Jari-jariku menggenggam gagang pedang yang tersarung di pinggangku. Sejak pedangku yang terakhir rusak di Summerholm, aku diberi pedang pendek buatan goblin lainnya. Kepala goblin yang menyeringai yang menjadi bentuk gagang pedang sebelumnya telah digantikan oleh versi api hijau yang bergaya. Selera humor guruku memang selalu aneh.
“Kau pikir seseorang akan mencoba membunuhku?” tanyaku.
Pikiran itu tidak membuatku merasa khawatir seperti sebulan yang lalu, yang sebenarnya juga cukup mengkhawatirkan. Aneh, betapa cepatnya standar normalitas seseorang bisa berubah. Black bergumam penuh pertimbangan saat kami berbelok ke kanan menyusuri jalan kosong lainnya. Ke mana *semua *penduduk setempat? Suasananya sangat menyeramkan.
“Itu tergantung seberapa cepat Heiress bergerak untuk mengamankan dukungannya,” katanya akhirnya. “Tidak diragukan lagi dia akan mencoba *sesuatu *, tetapi mungkin tidak sekejam pembunuhan terang-terangan.”
Kasar, dari semua kata sifat yang bisa digunakan. Terkadang orang-orang Praesi tampak sama seperti kita, tetapi kemudian mereka mengatakan sesuatu dan saya terkejut betapa berbedanya cara mereka memandang sesuatu. Secara budaya, Ater mungkin lebih Soninke daripada Taghreb, tetapi ibu kota Kekaisaran Dread telah berkembang menjadi sesuatu yang sama sekali berbeda dari keduanya. Ater adalah tolok ukur Praes dan di Istana, pembunuhan dianggap sebagai seni seperti halnya memahat atau melukis.
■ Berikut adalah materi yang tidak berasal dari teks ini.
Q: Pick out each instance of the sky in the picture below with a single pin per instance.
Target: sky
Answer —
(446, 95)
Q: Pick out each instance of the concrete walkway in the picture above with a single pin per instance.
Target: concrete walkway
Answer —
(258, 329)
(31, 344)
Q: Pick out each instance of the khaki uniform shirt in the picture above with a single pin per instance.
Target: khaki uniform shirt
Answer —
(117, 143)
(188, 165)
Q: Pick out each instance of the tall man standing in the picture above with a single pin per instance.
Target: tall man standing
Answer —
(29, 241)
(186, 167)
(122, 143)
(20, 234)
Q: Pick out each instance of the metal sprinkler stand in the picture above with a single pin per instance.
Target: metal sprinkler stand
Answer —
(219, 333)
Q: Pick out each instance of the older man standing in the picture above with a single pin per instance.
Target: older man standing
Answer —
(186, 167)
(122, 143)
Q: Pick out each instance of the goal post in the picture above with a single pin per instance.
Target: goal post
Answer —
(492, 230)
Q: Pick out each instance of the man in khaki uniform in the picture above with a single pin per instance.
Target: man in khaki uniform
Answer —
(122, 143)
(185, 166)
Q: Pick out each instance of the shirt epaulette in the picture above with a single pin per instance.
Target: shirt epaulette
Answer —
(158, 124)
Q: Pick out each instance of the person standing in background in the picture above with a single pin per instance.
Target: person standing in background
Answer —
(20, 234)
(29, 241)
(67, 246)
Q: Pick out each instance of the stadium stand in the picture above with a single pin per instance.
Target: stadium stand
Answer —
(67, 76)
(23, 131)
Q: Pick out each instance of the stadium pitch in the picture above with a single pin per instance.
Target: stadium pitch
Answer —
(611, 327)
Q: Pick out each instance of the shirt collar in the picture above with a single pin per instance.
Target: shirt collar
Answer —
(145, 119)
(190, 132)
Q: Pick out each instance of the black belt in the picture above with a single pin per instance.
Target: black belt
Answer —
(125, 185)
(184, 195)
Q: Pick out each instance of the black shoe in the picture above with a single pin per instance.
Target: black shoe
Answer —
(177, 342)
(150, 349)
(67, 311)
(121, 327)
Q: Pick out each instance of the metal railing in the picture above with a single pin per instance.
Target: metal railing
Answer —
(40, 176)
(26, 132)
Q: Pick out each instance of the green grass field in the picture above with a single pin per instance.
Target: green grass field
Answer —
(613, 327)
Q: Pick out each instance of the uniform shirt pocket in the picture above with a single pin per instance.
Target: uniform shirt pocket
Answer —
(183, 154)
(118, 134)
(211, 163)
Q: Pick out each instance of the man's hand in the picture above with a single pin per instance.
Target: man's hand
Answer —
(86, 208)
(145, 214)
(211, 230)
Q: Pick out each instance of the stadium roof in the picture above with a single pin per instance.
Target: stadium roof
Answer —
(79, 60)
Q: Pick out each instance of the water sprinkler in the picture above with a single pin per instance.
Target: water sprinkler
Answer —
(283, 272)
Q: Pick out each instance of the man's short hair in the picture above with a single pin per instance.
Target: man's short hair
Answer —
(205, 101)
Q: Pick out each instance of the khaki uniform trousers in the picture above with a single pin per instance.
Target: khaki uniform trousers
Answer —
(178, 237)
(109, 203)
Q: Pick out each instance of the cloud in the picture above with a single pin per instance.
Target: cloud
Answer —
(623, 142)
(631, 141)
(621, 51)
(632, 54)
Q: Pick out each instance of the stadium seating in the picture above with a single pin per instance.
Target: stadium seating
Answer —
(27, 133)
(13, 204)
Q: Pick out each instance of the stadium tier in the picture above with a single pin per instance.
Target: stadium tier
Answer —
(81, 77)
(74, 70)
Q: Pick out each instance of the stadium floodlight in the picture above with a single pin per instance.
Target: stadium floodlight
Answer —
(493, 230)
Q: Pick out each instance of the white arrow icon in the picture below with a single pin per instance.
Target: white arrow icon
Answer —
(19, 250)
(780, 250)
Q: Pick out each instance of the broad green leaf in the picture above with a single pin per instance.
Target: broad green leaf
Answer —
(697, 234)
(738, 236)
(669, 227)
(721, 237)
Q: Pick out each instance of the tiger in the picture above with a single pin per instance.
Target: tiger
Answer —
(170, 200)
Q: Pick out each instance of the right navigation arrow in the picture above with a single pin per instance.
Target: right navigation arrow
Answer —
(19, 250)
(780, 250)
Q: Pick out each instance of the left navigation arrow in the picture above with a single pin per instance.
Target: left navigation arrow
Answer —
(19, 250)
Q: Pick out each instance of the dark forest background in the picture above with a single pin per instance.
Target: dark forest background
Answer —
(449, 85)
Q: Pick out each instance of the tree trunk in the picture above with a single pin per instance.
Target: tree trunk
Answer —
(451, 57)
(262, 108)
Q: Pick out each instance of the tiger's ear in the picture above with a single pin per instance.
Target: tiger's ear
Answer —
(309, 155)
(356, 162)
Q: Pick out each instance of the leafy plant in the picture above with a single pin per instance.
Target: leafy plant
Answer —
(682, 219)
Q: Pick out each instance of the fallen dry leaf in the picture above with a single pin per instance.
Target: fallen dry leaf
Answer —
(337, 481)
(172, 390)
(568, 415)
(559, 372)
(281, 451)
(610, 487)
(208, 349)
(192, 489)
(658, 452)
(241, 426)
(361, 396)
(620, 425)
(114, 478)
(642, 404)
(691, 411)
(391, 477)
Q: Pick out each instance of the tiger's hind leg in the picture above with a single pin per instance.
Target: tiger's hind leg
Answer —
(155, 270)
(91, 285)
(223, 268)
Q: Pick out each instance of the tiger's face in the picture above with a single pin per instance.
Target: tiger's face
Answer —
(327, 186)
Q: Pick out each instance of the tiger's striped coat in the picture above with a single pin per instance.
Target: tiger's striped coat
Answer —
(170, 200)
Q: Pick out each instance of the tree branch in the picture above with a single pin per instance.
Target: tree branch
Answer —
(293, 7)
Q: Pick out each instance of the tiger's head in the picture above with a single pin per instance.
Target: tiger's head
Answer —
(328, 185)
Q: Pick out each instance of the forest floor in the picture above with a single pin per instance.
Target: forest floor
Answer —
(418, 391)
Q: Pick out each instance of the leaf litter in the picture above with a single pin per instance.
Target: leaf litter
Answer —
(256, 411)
Kurangnya keanggunan dalam kematian lebih merupakan dosa daripada pembunuhan itu sendiri.
“Bagaimana Kekaisaran bisa berfungsi, dengan para bangsawan saling meracuni satu sama lain dengan mudah?” pikirku. “Aku selalu mengira cerita-cerita tentang Istana Kekaisaran itu dilebih-lebihkan, tetapi tampaknya keadaannya malah lebih buruk.”
“Kekaisaran berfungsi *karena *para bangsawan saling meracuni satu sama lain dengan mudah,” jawab Black dengan santai. “Jika mereka saling bertarung, mereka tidak melawan Menara. Memastikan keadaan seperti itu dulunya adalah wewenang Kanselir, tetapi karena keadaan seperti sekarang, Malicia harus turun tangan sendiri.”
“Nama yang telah dia larang,” gumamku. “Sepertinya ada cerita di baliknya.”
Mata hijau pucat itu melirik ke arahku, lalu berpaling.
“Ceritanya panjang,” katanya. “Itu akan diceritakan di lain hari. Kita sudah sampai.”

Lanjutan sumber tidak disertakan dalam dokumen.